During training, the model guesses what each image shows and compares its answer to the correct label. If it guesses “not dog” for an image labeled “dog,” it recognizes the mistake and adjusts its internal settings to reduce the error. This process repeats again and again.
After enough examples, it becomes very good at identifying dogs. But it does so in a way that’s fundamentally different from how humans process and recall information. AI relies on statistical analysis to identify patterns, rather than mental imagery.

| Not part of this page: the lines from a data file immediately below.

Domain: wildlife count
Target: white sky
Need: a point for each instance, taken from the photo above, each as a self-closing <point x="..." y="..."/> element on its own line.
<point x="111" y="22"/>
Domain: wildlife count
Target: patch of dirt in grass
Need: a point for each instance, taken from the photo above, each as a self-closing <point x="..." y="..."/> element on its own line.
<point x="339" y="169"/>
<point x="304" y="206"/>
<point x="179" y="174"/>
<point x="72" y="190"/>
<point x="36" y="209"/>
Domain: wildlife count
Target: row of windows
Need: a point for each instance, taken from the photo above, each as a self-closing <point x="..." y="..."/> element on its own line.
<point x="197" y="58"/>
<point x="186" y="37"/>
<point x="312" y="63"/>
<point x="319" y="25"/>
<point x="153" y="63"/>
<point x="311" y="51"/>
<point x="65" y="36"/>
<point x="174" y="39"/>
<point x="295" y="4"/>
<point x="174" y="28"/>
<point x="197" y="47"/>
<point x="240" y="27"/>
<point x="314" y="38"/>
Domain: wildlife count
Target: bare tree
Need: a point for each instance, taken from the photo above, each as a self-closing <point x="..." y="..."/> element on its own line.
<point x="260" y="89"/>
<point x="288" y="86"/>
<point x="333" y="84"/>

AI doesn’t “see” the way we do.
It sees the world through numerical representations of data. All types of data that AI works with—whether text, images, or audio—are converted into numbers that the system can mathematically manipulate. For example, the sentence, “AI sees the world through numerical representations of data” is converted into: [17527, 27432, 290, 2375, 1819, 57979, 63700, 328, 1238] according to OpenAI’s tool, which displays how a piece of text might be tokenized by a language model. (Different models tokenize the same words differently.)
Turning data into strings of numbers makes them usable by AI models. Computers may not be able to see or read in the traditional sense, but they can run mathematical operations on numbers. That’s how AI detects patterns, compares inputs, and ultimately learns from data instead of relying on fixed rules.
These numbers aren’t stored in a database or an Excel spreadsheet. They exist in what’s called a high-dimensional space.
We can visualize and understand the difference between two and three dimensions. Schoolchildren are taught that a rectangle has two dimensions—length and width. A cube adds another dimension: depth. It’s much harder for us to grasp a fourth dimension.
But AI can understand hundreds, even thousands, of dimensions.
To navigate these vast high-dimensional spaces, a model learns during training which direction matters most by adjusting its internal weights—think of them as groups of dials that turn up or down to chart a course through this mathematical terrain. As training progresses, turning up weights for “furry” and “four legs” steers it deeper into dog country, while dialing down irrelevant features such as “fire hydrants” prevents the model from wandering into dead ends.
Through training, the model groups together the features that typically appear in pictures of dogs without being told what exactly a dog is. However, there is no index, as you might find in the back of a book, that you can consult to find the exact “dial” or weight corresponding to doglike features; those features are intertwined across the model’s complex architecture. Researchers have to go find them.
This gets at the core challenge of AI interpretability. Researchers know how to build and train these models. But they often can’t see what, exactly, in an image causes the model to adjust one specific dial out of billions.
Understanding how a model makes its predictions can help illuminate how much we can trust it—or, if necessary, how to fix it when its behavior deviates from what we want or expect.